Photos were taken during dissertation field work.
Meeting the Prime Minister of Timor-Leste,
Crossing from south to north in Cyprus.
I research the impact of post-conflict votes on peace. My work is broadly comparative, at the intersection of international relations, comparative politics and peace & conflict studies. In my research on the use of referendums in peace processes, I look at settling civil wars and the power and peril of voting on peace.
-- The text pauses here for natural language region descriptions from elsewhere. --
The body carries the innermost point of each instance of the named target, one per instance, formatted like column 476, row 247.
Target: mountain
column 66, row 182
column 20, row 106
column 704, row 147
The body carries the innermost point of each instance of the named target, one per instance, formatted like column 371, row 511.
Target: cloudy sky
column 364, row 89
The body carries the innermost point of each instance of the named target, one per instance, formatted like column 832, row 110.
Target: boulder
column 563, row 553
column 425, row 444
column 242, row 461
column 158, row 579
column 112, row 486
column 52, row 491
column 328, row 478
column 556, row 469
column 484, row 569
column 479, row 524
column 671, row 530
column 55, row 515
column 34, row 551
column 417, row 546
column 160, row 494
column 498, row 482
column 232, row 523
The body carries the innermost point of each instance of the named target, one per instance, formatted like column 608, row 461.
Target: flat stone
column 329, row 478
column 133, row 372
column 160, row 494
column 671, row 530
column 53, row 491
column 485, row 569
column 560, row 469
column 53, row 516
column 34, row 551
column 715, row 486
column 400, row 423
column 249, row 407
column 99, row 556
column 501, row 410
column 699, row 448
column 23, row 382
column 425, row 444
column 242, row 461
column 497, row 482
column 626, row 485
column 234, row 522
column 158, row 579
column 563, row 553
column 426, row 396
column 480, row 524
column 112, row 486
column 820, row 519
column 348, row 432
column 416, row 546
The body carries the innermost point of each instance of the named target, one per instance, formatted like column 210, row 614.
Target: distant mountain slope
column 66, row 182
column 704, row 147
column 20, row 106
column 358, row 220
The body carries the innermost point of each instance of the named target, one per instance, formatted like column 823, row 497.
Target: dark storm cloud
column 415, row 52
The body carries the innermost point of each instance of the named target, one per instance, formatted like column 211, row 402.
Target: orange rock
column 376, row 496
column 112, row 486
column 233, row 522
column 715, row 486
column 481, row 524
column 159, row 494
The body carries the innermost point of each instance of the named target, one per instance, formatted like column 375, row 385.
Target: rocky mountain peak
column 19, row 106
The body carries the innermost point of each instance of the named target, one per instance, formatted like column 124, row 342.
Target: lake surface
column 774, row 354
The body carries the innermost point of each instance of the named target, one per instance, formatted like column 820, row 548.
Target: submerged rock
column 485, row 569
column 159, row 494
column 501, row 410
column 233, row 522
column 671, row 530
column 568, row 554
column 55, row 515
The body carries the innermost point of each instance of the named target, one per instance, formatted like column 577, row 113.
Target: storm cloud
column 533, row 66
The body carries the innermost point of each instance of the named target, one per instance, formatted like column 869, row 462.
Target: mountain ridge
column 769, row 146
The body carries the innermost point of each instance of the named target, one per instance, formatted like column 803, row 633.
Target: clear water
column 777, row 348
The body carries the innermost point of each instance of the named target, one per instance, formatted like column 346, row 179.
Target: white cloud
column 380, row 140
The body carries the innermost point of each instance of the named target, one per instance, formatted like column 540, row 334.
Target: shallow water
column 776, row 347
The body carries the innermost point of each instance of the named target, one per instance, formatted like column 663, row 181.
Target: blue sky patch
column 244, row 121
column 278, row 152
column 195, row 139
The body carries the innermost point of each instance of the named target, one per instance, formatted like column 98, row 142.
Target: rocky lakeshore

My book project is on peacemaking referendums. Contemporary war is most often ended not through victory but rather through negotiation. Peace agreements, however, frequently fail to make peace, particularly in intra-state wars rooted in basic sovereignty contentions. Peacemaking referendums are a mechanism that can move difficult peace negotiations forward and improve conditions for the implementation of peace agreements. These votes can create a foundation on which to build peace. However, peacemaking referendums may be violent and can de-rail peace or freeze a conflict.
Since World War II, peacemakers have mandated and held a growing number of referendums in efforts to forge, legitimate, and enact peace agreements. My book presents a framework for analyzing how these referendums benefit peacemaking and the risks they present to peacebuilding. Referendums are used to 1) initiate peacemaking, 2) ratify a peace agreement, 3) conclude the implementation of a peace deal, or 4) to stand-in for a negotiated settlement when peace talks are not possible or productive.
Researching this project, I conducted elite interviews with peace negotiators, electoral administrators and civil society stakeholders. I travelled to Colombia, Cyprus, East Timor, Indonesia, and South Sudan in addition to work in Washington DC and New York. The book revises and extends my dissertation work.
Juba's empty streets on the second anniversary of South Sudan's independence.